Dragons Need Love, Too (I Like Big Dragons 2)
The cars were passing us as if there wasn’t a massive damn dragon right beside the road.
“Can you teach me how to do this shadow bend thing?” I asked the two of them.
“I planned to start teaching you as soon as you asked; so, yes, you can learn as much, or as little, as you like. I just didn’t want to overwhelm you with too much information in such a small period of time,” Nikolai informed me.
I smiled into the leather of his jacket.
“Cool,” I whispered.
Nikolai jumped up suddenly, and I gasped.
But it was only so he could start his motorcycle back up.
I laughed nervously at the smile he tossed over his shoulder, satisfied that he’d scared me.
“Gonna go back into the illusion until we hit the road to the sanctuary, so don’t be afraid,” he yelled.
Then we were gone, or my mind was. My physical body was still pressed up against Nikolai’s back.
It was an odd type of feeling that was for sure.
The ride was long, and there was a ton of traffic I could feel whizzing past us, but at least Nikolai was able to give me the illusion of a nice, traffic-free ride.
I knew the moment we got within the protection of the sanctuary, because suddenly I had the ability to use all five of my senses once again.
My eyes took in the long drive that led up to the house.
It was a blacktop asphalt and felt so smooth as we moved up it, taking turn after turn.
Sporadically, trees dotted the large, sprawling lawn.
Some pine. Others oak. But my favorite was the weeping willows that we had to drive under just as we reached the carport of the house.
Perdita flew over the house, not stopping, and I turned just in time to see the terrible three come flying at us like they were tracking down prey.
I closed my eyes, but before they could hit me and knock me off the back of Nikolai’s bike, I was suddenly hauled off by two strong arms and placed none too gently on my feet nearly ten feet away.
I turned in time to see Nikolai go down.
“No ice!” he yelled.
I wondered what he meant by the ‘no ice’ comment, but saw what he meant seconds later.
Each and every place the triplets licked (yes, they were like a bunch of happy dogs) there was a trail of ice in their tongue’s wake.
“Oh,” I said, looking down at my own arms.
Reddened lines in the shaped of slithery snake tongues showed up on my arms, and I looked at the back of my hands, only then seeing the bloodied cuts.
“What…” I said, looking up at Nikolai as he pushed to his feet. “What’s going on with my hands?”
How had I missed hurting them?
Nikolai frowned.
“I thought I explained that to you,” he said. “When either one of us gets hurt, the other displays the same cuts on their own bodies.”
I blinked.
“No,” I said. “I would’ve remembered that discussion.”
He held his shirt up and showed me his side, and I gasped when I saw my scar from my time in my uncle’s captivity on his own body.
“Holy…” I breathed. “Holy shit!”
He grinned.
“Creepy, huh?”
I let my hand trail down to the dragon at my feet, and slowly stroked his leathery wings.
He was about the size of a small Shetland pony, so he reached to just about my mid-thigh.
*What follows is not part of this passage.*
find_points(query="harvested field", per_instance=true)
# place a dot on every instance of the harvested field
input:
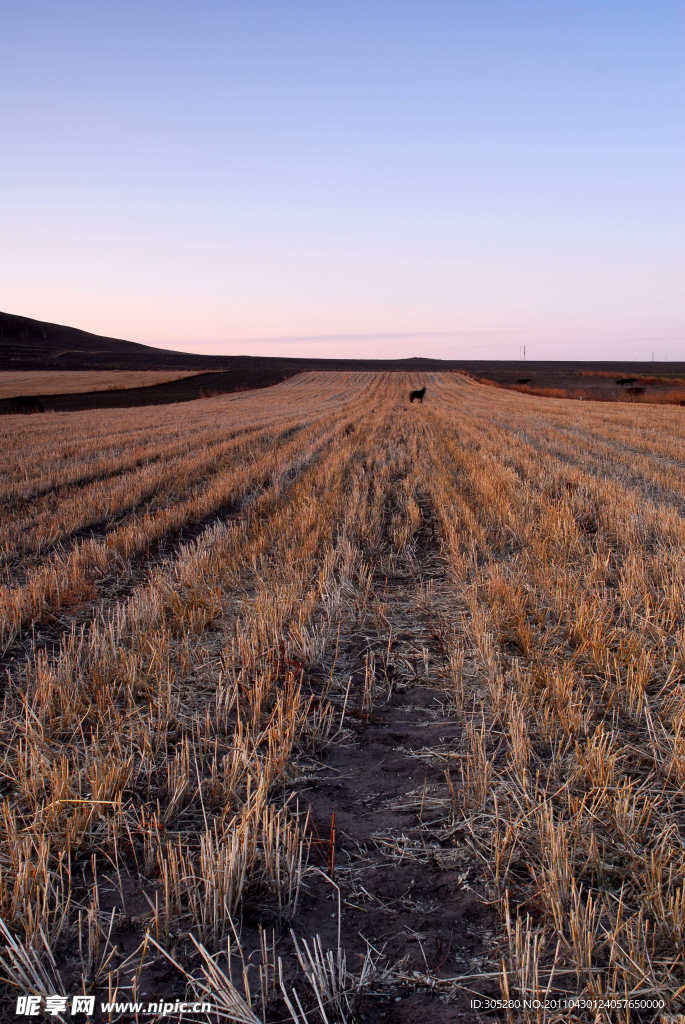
(75, 381)
(379, 706)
“What makes Perdita yours?” I asked.
Nikolai looked up at me in surprise.
“You mean, how am I bonded to her?” he clarified.
I nodded. “Yes.”
He walked around the side of the house, and I followed, waiting patiently for him to explain.
I followed behind him, watching him.
“I was standing right,” he stopped. “Here. When I bonded to Perdita.”
I looked at where he was standing, and then up at the house.
He was standing under what I thought to be his window.
“How old were you?” I asked.
He looked up at the sky, completely ignoring the three dragons that kept jumping up to nip at his fingers.
They were like a mixture of a dog and a cat. Playful like a dog, but lithe and graceful like a cat.
“It was the eve of my nineteenth birthday,” he explained. “And I was sneaking out my window to go to a party with some new friends I’d just met earlier in the day.”
I blinked.
“You snuck out?” I asked in surprise. “For real?”
He nodded.
“I was in the rebellious stage of my teenage years. My father had just died about a year before, and my mother hadn’t said a word in the same amount of time. I went from having total iron control of my senses to absolutely none. My father was my best friend, besides Keifer. When he was no longer there, I didn’t have the same outlook on life,” he explained.
He started walking again.
“And that night I’d planned to try drugs for the first time. I had a pocket full of weed to share, and I was ready to get lost.” He pointed. “I was looking over that tree right there when the first jolt of power hit me, bringing me to my knees.”